US- and Europe-based long-term funds tracked by EPFR have withdrawn $4 billion, while short-term funds have infused $670 million since Jan 2012.
Betting on a Bharatiya Janata Party government at the Centre after the general elections, foreign institutional investors (FIIs) have pumped in a huge amount of money into Indian markets through the past few months.
While the fact that Indian markets are scaling new highs brings relief to investors, there is a flip side to this, too.
Long-term funds have accelerated the pace of withdrawing money from Indian markets, while short-term money continues to pour in, increasing the vulnerability of markets.
“Our data suggests of the flows from US and European equity funds we tracked to India since 2012, both have seen longer-term, actively managed funds pulling out more money than ETFs (exchange-traded funds), which tend to be the vehicles favoured by shorter-term, ‘tactical’ investors,” said Cameron Brandt of EPFR, which tracks the flow of FII money.
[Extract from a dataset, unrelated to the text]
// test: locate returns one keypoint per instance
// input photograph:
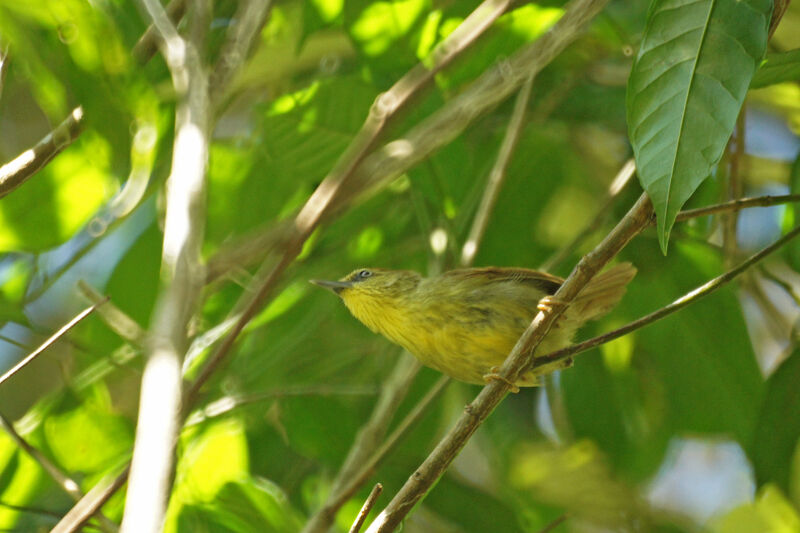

Since January 2012, US- and European-denominated funds, typically considered long-term investors, have cumulatively withdrawn about $3.8 billion from Indian equity markets.
One of the reasons for the withdrawal is an economic revival in these countries; as these economies are likely to continue improving, the withdrawal might not ease any time soon. During this period, short-term money (typically, money coming from ETFs, etc) have deployed $666 million in Indian equity markets.
Since the beginning of September 2013, when markets had hit a low, long-term investors from these countries have withdrawn about $1.3 billion, while short-term investors have marginally increased their investments.
Experts believe a lot of the short-term money coming into India is aimed at availing of a pre-election rally.
Also, hope and consensus among market participants that India could have a stable government, which could announce reforms and revive the economy, has attracted foreign investors.
“There are expectations whoever wins will have made promises of significant economic reform, and some foreign money has moved in to take advantage of any reform rally. But how long that money stays will depend on the mandate the winner gets and the foreign perceptions of the winner’s ability to implement that mandate,” says Brandt.
Through the last few months, FIIs have built significant long positions in Indian markets, especially in large-caps.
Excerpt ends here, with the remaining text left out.